ReJews: Environmental action aimed at helping community

ReJews: Environmental action aimed at helping community

Henry Goodelman, center, hopes to involve area organizations and businesses in the ReJews Chosen Organization program. (Photo provided by Henry Goodelman)
Henry Goodelman, center, hopes to involve area organizations and businesses in the ReJews Chosen Organization program. (Photo provided by Henry Goodelman)

Recycling and environmental action should be a bigger part of the Jewish communal world, according to University of Pittsburgh alumnus Henry Goodelman. And with his recent launch of ReJews, a nonprofit recycling organization, he is doing his part to make those practices universal.

A Philadelphia native, Goodelman graduated from Pitt in 2011 with a master’s degree from the School of Education and is working as an admissions counselor at Touro College in New York. He founded ReJews in March 2014 after being motivated by success he had in Israel in 2012, when he initiated the Aish Recycling Program at his yeshiva Aish HaTorah.

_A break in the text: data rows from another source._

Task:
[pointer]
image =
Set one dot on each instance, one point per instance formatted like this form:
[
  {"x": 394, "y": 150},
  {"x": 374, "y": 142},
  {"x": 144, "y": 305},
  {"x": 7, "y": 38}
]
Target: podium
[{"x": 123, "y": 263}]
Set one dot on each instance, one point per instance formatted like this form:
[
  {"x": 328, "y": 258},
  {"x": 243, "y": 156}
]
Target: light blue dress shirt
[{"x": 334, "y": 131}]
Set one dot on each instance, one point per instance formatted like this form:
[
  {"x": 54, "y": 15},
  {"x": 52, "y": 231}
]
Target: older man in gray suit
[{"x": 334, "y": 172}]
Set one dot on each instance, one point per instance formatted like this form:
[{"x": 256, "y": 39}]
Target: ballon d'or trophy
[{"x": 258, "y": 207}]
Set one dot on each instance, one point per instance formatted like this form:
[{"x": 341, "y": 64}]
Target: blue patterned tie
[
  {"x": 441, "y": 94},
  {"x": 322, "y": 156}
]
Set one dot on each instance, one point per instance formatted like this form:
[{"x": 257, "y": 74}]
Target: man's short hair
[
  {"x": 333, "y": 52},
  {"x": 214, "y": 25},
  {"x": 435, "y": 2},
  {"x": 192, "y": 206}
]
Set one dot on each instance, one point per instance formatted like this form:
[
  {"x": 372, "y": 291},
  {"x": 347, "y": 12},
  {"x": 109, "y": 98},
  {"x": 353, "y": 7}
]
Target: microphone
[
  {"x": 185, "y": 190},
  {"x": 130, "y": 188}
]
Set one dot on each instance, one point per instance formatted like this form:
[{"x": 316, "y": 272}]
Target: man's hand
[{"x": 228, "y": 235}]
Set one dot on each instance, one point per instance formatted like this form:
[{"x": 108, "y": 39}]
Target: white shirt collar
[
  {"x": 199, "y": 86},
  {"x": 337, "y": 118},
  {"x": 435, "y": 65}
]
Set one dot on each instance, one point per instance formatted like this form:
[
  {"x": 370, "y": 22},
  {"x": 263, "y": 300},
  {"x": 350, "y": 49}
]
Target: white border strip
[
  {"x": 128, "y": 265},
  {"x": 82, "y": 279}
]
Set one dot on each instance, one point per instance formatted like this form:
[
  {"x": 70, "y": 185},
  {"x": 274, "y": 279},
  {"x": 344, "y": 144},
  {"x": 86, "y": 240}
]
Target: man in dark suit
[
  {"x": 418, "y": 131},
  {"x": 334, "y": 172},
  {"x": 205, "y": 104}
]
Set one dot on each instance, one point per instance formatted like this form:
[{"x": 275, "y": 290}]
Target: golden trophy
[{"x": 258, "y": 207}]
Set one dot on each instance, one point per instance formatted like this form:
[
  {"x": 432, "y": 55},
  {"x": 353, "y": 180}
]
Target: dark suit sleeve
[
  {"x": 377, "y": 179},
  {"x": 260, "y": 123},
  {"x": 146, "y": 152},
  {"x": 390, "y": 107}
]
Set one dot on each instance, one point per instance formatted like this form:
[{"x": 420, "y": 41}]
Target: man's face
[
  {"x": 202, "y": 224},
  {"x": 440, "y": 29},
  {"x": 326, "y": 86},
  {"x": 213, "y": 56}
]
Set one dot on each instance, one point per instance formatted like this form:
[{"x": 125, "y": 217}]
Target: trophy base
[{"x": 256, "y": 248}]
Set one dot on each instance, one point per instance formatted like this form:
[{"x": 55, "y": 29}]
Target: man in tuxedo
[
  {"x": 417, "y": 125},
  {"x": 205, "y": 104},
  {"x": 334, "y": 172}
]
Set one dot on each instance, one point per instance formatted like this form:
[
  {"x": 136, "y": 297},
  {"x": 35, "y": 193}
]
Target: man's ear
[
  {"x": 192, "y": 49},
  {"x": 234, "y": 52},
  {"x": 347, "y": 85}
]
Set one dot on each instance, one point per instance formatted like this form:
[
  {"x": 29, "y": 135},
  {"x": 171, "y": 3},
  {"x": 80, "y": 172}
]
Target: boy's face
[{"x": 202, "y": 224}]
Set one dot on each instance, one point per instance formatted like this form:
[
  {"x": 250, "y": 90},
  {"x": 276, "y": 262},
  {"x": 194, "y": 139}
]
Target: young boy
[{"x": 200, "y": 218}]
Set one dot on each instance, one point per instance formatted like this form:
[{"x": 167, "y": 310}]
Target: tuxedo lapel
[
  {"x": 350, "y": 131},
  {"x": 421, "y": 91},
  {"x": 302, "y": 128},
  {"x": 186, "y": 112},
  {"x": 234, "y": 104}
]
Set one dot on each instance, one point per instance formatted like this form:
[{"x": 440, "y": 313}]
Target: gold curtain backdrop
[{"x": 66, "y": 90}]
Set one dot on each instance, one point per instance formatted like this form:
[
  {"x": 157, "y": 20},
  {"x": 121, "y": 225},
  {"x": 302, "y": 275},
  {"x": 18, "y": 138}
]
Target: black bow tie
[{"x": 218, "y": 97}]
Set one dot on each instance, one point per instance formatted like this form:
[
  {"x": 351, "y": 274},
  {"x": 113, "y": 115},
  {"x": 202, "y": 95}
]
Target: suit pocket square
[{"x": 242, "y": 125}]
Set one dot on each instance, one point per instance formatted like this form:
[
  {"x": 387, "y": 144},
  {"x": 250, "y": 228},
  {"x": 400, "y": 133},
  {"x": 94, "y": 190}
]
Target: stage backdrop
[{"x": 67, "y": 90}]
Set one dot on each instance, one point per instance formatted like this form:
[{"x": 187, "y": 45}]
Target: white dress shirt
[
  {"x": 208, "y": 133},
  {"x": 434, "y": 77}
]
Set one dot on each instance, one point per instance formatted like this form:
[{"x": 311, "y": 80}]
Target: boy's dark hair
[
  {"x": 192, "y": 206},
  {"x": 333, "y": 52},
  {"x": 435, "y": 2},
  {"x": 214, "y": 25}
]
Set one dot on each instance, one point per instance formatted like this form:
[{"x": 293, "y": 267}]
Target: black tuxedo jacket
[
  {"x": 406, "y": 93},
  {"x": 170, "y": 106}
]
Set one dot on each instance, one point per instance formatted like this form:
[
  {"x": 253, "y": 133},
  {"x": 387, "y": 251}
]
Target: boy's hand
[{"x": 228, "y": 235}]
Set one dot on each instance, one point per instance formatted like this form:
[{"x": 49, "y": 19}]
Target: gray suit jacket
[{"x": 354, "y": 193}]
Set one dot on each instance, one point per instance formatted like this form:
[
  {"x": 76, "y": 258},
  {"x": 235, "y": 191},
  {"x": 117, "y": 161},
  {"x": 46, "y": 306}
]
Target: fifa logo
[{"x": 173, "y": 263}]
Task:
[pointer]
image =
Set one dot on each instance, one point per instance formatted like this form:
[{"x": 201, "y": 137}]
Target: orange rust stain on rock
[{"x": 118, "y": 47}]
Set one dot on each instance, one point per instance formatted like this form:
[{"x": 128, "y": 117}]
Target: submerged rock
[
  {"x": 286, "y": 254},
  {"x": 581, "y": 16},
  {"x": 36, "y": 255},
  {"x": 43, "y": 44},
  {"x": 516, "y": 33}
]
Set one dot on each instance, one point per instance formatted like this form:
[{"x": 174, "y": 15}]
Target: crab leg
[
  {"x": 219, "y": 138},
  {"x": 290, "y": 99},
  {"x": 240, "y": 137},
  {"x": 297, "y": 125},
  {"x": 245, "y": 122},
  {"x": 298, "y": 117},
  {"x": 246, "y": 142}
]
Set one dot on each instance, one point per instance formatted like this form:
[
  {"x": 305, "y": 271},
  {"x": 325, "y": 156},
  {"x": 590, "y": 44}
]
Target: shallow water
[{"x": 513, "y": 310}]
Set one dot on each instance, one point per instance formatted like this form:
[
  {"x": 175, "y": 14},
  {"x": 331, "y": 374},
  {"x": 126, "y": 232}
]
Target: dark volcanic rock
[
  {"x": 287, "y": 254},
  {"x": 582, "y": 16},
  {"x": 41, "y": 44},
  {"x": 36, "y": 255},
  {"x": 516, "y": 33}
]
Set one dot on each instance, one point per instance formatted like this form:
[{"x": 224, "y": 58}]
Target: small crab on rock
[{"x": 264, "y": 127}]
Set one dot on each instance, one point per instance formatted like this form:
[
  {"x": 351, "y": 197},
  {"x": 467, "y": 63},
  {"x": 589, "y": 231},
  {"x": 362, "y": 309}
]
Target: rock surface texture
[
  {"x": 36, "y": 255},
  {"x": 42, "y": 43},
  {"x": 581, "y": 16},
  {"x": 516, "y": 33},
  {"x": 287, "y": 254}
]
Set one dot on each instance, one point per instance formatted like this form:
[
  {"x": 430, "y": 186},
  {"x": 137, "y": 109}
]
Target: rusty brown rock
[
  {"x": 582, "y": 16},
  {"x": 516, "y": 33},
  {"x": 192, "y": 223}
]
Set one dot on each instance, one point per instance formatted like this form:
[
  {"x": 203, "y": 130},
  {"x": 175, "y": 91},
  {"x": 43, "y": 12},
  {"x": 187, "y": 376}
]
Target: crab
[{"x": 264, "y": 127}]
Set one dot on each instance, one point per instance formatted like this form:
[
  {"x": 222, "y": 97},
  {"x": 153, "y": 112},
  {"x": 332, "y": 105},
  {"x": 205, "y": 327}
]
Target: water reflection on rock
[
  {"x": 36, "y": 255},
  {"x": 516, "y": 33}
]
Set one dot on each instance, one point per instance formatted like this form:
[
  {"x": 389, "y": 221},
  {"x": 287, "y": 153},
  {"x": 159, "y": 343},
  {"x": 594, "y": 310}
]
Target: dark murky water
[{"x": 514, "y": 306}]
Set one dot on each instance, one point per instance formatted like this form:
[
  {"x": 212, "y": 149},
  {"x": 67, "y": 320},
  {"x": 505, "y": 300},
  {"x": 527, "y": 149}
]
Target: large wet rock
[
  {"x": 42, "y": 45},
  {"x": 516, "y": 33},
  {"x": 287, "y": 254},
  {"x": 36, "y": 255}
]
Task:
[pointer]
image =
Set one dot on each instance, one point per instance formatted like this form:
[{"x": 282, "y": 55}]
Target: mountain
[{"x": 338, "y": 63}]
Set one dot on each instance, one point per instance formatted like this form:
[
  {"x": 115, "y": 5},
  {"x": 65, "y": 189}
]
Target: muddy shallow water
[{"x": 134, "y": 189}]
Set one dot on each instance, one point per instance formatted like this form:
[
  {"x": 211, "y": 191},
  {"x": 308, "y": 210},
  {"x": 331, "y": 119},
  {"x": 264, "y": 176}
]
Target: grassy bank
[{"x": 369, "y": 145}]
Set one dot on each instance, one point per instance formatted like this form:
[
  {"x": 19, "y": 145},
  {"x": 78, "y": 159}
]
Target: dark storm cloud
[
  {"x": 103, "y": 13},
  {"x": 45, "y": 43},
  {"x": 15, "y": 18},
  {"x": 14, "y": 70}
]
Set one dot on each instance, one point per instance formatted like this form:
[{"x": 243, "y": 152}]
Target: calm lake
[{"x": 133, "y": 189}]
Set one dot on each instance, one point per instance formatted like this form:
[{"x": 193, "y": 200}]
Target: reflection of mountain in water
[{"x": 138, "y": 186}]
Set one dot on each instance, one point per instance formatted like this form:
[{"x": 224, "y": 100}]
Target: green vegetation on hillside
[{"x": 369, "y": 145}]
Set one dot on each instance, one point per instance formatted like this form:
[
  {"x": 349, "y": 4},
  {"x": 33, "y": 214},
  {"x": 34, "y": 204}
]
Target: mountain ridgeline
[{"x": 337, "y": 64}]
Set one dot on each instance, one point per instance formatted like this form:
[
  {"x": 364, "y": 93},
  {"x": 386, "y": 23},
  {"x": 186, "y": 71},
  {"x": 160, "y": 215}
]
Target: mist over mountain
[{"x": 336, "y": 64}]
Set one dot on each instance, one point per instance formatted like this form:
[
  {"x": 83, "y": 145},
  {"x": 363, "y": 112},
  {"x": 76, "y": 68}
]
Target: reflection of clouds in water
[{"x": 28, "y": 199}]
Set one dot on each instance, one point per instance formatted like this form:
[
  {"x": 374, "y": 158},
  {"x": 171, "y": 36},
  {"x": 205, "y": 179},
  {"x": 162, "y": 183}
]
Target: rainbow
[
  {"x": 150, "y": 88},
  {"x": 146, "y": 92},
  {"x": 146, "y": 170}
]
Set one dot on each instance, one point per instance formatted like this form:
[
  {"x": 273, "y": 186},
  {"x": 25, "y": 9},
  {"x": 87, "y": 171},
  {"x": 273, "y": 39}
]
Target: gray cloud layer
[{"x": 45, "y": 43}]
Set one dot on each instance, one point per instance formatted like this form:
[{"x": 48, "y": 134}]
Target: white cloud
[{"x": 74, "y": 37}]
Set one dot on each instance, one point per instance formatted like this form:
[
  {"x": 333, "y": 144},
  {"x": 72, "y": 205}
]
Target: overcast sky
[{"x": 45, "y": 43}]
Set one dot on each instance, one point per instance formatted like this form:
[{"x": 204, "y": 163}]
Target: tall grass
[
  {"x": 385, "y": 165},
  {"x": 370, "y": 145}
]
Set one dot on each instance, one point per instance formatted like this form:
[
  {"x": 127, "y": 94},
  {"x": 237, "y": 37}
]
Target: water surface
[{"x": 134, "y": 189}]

Through that program, Goodelman spearheaded the strategic placement of recycling bins across the Aish Jerusalem campus and created a system where student volunteers delivered the bottles to the recycling station in Jerusalem’s Old City.

He is now primed, he said, “to lead a movement to help grow the opportunity to promote recycling in the Jewish world and am now seeking even more new organizations and businesses in Pittsburgh to be included in the ReJews Chosen Organization program.”

ReJews, he said, “promotes and establishes environmental action and recycling initiatives in schools, synagogues, community centers, restaurants, businesses and offices.”

ReJews rewards the organizations and facilities that take part in recycling programs through donations, sponsorship opportunities, guest speakers, classroom curriculum support, school trips and free online advertising space.

Recycling, Goodelman said, “is an easy thing to do and it makes a big difference.”

“Most synagogues, day schools, restaurants and offices don’t prioritize or focus on sustainability,” according to Goodelman. It is the intention of ReJews, he said, “to build sufficient funding and trash can manufacturing capabilities and connections to be able to provide and share some custom manufactured bins, or at least more custom labels and stickers, for participants to mark their containers that they have and use.”

Goodelman is hoping to connect with Jewish organizations in Pittsburgh to increase awareness and encourage a dialogue on protecting the environment.

He is currently accepting applications from organizations that wish to partner with ReJews. Joining with the organization is free, he said.

“My ultimate goal is to help everybody,” Goodelman said. “I started ReJews to help Jewish people, and now ReJews can help the world, or at least can help Western Pennsylvania.

“Everyone has bottles,” he added. “There is no question that bringing this together is very easy.”